When I was 21 years old I moved to Irvine, California, for an internship in fashion at OBEY Clothing. I moved across the country with an air mattress, a plastic drawer of clothes and my very small clothing company (a sewing machine and screen printer) with the intent to only be there for 2 months during the summer. My plans changed when I landed a job in skate, surf, snow and was starting to gain momentum in the industry working with large film producers and celebrities in Hollywood and I met someone. My plan was to move to Hollywood when the plan changed again and Boise, Idaho, became the new destination.
Those of you who have followed my journey know my hesitancy of moving, but my relentless dedication to make it work kept me optimistic. Boise brought a lot of good things like an opportunity to nurture and build a life and me too officially thrive and push the envelope in my business--which is now more than just a sewing machine and screen printer!
After spending years of my early twenties working my face off, building 3 businesses and playing a supporting role to my partner as they built a multimillion dollar business, I've decided that I am ready to embrace a new change that I've been craving since the move.

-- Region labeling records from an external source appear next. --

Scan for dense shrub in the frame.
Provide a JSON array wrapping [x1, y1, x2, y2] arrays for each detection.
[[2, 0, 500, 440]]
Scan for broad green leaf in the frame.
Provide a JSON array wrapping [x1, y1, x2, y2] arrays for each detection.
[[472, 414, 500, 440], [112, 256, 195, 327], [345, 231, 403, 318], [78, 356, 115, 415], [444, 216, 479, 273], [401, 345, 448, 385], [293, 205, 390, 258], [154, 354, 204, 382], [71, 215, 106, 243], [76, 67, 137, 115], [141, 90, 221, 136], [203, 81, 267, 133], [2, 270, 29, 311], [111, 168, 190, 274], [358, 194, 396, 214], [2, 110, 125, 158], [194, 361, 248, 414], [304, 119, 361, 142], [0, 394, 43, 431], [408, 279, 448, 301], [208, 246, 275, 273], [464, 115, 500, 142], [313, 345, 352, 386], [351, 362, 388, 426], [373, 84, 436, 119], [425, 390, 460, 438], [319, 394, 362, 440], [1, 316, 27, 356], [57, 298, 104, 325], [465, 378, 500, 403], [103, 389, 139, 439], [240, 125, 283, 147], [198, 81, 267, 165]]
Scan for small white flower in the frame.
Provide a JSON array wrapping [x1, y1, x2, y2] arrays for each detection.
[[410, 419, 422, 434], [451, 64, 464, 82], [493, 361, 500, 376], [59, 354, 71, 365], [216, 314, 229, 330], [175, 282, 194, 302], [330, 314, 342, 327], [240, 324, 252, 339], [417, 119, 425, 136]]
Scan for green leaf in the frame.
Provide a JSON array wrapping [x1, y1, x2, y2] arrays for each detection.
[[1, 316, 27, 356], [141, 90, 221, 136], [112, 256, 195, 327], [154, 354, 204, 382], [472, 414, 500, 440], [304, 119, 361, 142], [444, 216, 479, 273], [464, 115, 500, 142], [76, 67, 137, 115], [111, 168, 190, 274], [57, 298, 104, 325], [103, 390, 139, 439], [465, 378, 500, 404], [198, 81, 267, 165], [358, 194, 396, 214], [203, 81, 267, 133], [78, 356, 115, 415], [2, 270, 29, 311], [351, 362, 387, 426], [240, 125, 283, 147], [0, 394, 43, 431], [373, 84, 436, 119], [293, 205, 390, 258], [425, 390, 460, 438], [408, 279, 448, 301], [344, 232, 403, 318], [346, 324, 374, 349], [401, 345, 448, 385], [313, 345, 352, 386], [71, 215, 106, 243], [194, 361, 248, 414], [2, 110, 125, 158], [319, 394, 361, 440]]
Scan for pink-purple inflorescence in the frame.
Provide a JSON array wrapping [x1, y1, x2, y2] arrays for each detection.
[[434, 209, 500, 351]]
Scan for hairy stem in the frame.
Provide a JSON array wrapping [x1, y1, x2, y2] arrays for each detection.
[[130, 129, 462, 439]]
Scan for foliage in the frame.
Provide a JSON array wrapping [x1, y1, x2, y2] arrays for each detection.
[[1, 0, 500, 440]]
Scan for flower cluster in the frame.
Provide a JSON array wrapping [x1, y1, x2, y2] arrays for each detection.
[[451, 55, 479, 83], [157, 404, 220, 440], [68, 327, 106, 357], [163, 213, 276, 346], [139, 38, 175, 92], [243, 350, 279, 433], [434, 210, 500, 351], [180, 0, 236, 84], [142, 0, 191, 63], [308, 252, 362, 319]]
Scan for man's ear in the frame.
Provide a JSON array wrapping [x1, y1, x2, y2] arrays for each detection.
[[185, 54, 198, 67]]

A door that has kept opening (and I closing because I am painfully shy) has continued to resurface throughout the years and I decided that now is the time to explore it. Maybe it's a mid-life crisis or a panic, but I have always approached the industry from a designer perspective and am accepted and am pursuing a position as a model!
I am going to be spending the next year traveling for various fashion weeks across the country and world. Business operations will run as usual and I am hoping this will be a good way to network and find myself again. I honestly have no idea what I am expecting, but embracing this leap of faith for whatever may come and at the very least learning more about the industry and myself.
Change is always hard at first, messy in the middle, but gorgeous in the end. And, as we know, whenever there is an ending--there is a new beginning.